Universal Access To All Knowledge
Home Donate | Store | Blog | FAQ | Jobs | Volunteer Positions | Contact | Bios | Forums | Projects | Terms, Privacy, & Copyright
Search: Advanced Search
Anonymous User (login or join us)
Upload

Last updated: Dec 13, 2013Advanced Use of the Contribution Engine

The Internet Archive Contribution Engine supports some advanced functionality to enable high volume contributors to more easily (and less interactively) upload and import content into the Archive. The advanced functionality consists of several parts:

  1. FTP Log in with your Internet Archive "library card" username and password to items-uploads.archive.org (NOTE: you must login -- otherwise the server is "readonly").
  2. For each item you want to create and upload, create a subdirectory and upload the files you want for that item into that subdirectory via FTP.
  3. Each item/subdirectory to be imported must have a two XML files -- one describing the item and one describing its files.
  4. Call an URL telling the contribution engine that you are done uploading a specific directory. Results are returned in XML for easy parsing.

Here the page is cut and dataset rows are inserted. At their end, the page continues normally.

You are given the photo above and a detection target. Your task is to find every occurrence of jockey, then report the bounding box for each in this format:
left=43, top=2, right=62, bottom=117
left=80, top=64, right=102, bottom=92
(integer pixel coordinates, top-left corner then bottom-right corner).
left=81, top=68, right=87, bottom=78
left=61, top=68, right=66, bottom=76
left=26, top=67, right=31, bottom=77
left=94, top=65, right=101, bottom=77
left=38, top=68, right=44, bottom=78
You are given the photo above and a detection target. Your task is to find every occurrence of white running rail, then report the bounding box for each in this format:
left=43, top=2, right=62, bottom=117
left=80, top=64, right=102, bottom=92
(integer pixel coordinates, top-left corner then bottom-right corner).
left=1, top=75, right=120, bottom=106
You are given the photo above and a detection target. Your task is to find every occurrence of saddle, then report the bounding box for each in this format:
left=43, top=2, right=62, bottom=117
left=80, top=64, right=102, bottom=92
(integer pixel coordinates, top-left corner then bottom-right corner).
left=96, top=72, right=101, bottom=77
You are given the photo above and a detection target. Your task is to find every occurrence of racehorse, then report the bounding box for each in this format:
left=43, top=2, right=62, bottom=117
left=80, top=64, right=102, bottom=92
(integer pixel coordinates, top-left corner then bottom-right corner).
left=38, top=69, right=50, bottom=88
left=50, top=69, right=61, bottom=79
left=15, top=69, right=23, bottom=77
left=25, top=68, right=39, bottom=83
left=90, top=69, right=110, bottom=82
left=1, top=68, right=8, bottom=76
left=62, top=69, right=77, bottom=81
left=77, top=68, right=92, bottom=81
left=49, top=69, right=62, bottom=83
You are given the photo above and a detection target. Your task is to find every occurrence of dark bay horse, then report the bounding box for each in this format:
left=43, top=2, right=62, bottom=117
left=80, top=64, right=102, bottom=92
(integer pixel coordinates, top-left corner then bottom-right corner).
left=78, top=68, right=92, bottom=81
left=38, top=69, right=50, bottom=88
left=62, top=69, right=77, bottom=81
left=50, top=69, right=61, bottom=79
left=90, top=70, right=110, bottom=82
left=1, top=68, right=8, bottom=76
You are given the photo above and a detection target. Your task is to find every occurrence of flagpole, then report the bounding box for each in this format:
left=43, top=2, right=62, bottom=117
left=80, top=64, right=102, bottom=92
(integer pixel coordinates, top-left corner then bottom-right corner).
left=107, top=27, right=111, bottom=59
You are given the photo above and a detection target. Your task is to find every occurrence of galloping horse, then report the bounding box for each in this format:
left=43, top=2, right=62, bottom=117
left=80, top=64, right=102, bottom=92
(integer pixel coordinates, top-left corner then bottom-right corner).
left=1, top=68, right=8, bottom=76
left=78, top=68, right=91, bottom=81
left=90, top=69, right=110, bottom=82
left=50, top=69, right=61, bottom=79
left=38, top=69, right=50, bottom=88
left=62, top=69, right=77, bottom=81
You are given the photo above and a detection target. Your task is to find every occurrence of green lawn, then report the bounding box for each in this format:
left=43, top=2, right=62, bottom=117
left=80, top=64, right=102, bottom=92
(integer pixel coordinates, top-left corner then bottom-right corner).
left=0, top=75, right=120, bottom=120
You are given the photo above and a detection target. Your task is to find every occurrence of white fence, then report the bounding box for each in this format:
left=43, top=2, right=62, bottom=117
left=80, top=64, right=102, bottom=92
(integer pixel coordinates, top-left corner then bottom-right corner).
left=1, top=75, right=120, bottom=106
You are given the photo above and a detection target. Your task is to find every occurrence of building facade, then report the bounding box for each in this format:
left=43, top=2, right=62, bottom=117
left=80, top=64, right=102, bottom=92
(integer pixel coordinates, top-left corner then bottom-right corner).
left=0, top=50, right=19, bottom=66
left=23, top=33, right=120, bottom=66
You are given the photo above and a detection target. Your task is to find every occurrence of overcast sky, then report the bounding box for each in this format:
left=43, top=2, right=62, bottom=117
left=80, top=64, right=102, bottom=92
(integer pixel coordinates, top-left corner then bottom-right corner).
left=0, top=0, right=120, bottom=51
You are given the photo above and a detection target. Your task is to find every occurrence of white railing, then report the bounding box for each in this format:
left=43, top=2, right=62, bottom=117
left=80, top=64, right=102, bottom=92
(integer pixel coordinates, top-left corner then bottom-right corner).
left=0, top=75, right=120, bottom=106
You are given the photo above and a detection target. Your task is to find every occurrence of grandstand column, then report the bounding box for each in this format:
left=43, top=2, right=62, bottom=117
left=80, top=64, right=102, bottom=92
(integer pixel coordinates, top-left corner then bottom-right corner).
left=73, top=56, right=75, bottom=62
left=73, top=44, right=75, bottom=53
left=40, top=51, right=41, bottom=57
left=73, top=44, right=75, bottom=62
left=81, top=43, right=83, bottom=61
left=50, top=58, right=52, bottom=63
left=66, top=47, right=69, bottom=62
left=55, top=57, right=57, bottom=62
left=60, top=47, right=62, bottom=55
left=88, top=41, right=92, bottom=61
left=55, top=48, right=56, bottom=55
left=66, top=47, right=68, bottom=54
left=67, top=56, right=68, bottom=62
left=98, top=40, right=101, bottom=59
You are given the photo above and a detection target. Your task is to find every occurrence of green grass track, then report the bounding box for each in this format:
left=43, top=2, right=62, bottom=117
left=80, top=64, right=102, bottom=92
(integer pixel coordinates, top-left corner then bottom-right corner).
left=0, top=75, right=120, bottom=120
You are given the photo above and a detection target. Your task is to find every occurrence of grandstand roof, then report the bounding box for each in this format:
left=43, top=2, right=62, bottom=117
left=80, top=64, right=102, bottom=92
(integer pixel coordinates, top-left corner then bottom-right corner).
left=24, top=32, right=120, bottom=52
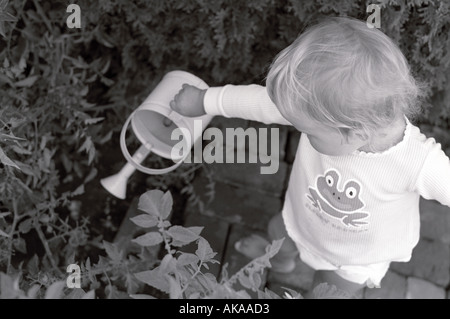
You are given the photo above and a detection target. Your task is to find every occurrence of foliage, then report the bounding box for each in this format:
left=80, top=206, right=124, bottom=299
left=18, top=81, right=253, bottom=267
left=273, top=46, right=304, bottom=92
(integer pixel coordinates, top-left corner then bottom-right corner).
left=0, top=0, right=208, bottom=279
left=129, top=190, right=285, bottom=299
left=0, top=271, right=95, bottom=299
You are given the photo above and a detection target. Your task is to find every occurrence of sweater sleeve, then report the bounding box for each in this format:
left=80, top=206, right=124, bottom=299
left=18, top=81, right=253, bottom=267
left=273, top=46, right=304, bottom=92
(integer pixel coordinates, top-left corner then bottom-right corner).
left=203, top=84, right=292, bottom=126
left=414, top=141, right=450, bottom=207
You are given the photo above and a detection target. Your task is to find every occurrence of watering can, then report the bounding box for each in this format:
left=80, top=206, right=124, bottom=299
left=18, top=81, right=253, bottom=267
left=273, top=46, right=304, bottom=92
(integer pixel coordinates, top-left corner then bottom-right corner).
left=100, top=70, right=212, bottom=199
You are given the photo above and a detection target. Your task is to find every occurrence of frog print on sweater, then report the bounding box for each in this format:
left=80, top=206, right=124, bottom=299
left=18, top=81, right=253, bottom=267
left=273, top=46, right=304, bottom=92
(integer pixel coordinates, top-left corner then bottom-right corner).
left=306, top=169, right=370, bottom=227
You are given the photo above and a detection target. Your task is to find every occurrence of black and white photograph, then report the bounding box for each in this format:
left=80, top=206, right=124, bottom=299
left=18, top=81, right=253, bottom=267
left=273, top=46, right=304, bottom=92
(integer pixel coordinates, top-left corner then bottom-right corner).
left=0, top=0, right=449, bottom=302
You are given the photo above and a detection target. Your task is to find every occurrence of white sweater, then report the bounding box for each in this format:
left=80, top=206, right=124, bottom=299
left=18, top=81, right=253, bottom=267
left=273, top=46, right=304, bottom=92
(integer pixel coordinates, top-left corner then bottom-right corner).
left=204, top=84, right=450, bottom=266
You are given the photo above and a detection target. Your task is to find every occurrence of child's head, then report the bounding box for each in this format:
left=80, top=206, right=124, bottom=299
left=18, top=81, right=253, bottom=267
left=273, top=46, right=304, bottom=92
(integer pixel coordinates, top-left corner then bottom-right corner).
left=266, top=16, right=424, bottom=155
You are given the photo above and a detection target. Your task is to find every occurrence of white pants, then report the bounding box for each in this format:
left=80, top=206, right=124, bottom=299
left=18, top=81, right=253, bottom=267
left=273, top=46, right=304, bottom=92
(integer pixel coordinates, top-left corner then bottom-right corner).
left=269, top=213, right=392, bottom=288
left=295, top=242, right=390, bottom=288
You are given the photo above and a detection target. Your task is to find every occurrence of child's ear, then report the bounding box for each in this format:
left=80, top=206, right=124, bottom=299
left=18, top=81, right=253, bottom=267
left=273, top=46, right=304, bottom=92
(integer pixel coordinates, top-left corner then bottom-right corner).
left=338, top=127, right=369, bottom=144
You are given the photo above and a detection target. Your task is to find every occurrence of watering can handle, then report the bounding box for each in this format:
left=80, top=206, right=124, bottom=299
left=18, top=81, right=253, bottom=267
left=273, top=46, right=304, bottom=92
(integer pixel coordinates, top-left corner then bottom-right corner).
left=120, top=111, right=185, bottom=175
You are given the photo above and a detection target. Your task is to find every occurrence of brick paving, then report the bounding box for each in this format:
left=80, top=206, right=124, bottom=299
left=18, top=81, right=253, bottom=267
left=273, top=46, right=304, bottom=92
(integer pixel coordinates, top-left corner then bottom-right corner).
left=179, top=120, right=450, bottom=299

In the following sections, the XML formats will be discussed and examples will be given.

Preparing the item metadata ( ..._meta.xml )

First of all, every item in the Archive must have a unique identifier. This identifier is used to locate the item on our servers and provide the content to the users. When you upload a directory, the name of the directory is the unique identifier used. Identifiers can only contain letters, numbers, underscores, dashes, and dots (nothing else!)

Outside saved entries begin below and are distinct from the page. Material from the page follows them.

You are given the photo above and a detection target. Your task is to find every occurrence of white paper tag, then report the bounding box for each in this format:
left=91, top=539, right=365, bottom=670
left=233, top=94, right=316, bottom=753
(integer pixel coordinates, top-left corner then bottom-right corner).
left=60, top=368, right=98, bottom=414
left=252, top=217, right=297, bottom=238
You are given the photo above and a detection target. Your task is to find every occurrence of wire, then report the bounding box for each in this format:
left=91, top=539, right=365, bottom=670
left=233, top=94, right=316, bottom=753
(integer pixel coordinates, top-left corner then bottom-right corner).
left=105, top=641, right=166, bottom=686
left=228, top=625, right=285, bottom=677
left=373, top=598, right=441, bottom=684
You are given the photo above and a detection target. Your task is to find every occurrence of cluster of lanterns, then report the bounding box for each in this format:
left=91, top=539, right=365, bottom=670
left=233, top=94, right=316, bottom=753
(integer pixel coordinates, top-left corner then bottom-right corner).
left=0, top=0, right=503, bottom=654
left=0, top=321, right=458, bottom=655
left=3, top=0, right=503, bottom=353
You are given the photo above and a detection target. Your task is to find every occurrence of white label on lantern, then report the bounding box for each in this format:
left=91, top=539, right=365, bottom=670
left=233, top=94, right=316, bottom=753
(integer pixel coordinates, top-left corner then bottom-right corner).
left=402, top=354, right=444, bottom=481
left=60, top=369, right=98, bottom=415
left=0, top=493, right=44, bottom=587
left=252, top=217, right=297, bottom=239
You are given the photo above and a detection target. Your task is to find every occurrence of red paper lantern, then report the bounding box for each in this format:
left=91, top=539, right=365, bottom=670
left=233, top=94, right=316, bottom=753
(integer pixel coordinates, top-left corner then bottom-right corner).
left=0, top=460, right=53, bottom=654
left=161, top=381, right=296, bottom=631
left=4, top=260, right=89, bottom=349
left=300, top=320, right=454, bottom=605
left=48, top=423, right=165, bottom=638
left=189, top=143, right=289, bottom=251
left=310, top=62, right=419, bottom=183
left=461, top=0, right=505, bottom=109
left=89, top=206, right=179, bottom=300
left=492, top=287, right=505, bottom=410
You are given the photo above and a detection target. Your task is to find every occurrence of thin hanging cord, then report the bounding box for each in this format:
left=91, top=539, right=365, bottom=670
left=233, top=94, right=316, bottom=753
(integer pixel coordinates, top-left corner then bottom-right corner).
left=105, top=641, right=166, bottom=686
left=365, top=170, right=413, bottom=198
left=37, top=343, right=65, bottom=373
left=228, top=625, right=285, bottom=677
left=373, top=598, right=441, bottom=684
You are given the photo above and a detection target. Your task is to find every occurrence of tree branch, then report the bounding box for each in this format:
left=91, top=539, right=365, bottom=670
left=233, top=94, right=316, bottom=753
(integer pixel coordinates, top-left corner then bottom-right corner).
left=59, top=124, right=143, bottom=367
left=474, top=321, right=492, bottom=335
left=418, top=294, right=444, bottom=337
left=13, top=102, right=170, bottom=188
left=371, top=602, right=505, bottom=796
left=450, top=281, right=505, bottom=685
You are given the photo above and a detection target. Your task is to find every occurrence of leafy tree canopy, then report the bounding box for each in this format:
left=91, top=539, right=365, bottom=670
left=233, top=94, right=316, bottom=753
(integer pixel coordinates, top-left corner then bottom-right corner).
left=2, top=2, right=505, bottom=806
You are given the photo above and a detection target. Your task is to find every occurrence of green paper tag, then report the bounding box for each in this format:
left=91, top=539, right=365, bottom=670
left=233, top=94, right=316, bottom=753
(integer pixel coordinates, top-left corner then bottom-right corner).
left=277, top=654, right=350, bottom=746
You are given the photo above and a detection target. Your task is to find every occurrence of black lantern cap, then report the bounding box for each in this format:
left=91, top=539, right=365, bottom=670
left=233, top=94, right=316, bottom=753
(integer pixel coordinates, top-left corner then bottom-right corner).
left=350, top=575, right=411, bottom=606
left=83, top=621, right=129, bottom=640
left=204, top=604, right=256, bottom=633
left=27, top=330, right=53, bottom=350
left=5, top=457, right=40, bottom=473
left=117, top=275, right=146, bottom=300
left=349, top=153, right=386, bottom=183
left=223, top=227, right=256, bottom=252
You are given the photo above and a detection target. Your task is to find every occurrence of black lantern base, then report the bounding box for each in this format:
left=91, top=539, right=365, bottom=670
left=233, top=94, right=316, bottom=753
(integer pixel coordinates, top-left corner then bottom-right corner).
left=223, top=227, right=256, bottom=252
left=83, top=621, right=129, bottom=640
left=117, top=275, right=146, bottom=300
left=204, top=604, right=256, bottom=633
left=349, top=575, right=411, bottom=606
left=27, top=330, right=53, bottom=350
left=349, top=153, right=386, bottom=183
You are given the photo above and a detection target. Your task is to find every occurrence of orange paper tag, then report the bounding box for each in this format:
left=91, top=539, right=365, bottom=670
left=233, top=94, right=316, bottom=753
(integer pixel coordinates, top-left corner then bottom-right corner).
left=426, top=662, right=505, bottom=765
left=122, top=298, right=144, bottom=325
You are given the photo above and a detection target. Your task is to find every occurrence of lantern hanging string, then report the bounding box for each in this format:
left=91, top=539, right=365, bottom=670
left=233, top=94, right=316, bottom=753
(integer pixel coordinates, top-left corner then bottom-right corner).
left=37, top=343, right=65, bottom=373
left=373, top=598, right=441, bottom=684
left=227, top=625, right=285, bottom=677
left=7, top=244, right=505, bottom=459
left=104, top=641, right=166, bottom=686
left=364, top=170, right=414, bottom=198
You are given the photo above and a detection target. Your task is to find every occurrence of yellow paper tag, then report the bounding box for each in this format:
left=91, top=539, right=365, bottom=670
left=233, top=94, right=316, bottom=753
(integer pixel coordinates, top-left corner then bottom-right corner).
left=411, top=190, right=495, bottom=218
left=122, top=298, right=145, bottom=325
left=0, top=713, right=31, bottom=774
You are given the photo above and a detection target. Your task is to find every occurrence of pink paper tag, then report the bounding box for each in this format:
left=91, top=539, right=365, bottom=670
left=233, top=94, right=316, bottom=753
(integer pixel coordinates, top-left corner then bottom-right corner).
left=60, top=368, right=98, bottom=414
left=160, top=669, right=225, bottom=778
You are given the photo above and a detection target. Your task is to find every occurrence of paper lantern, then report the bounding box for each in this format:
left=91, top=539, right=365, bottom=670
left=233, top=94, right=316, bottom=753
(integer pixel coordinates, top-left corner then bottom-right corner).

For the sake of clarity, we will use an example of a movie called "My Home Movie". Assume the movie is one file named MyHomeMovie.mpeg, is encoded in the MPEG2 format, has a running time of 2:30, and was directed by "Joe Producer". The unique identifier is MyHomeMovie.

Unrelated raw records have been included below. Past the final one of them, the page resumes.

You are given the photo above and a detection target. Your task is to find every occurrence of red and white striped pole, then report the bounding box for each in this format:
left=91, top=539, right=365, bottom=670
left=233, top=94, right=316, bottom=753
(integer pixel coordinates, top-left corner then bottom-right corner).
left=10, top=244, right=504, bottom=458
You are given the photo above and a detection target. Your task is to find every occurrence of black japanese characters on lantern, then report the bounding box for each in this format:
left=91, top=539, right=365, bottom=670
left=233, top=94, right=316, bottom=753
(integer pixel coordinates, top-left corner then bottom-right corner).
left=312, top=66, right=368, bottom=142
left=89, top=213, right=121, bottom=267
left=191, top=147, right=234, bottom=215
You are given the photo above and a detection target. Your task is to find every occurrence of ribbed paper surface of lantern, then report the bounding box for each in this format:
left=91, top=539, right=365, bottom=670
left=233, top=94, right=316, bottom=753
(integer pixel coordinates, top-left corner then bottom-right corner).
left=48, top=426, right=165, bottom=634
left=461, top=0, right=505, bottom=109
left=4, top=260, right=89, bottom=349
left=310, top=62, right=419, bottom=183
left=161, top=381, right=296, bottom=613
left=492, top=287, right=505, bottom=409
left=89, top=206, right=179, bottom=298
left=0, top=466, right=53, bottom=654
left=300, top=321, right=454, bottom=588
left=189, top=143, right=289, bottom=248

In order to avoid manual intervention with the website, you will need to specify all of the above information using two XML files. The files must be named IDENTIFIER_meta.xml and IDENTIFIER_files.xml where IDENTIFIER is the unique identifier (in our example these files would be called MyHomeMovie_files.xml and MyHomeMovies_meta.xml).

The item metadata file (MyHomeMovies_meta.xml) would look like this:

<metadata>
  <collection>opensource_movies</collection>
  <mediatype>movies</mediatype>
  <title>My Home Movie</title>
  <runtime>2:30</runtime>
  <director>Joe Producer</director>
</metadata>  

All items must have the collection, mediatype, description, and title field supplied. You can include whatever other fields you like. Some fields will be displayed on the website. For movies these include: date, producer, production_company, director, contact, sponsor, description, runtime, color, sound, shotlist, segments, credits, and country. For audio these include: creator, description, taper, source, runtime, date, and notes. Any other fields will be kept in the XML file and will, in the future, be shown on the website. For a good example check this metadata file.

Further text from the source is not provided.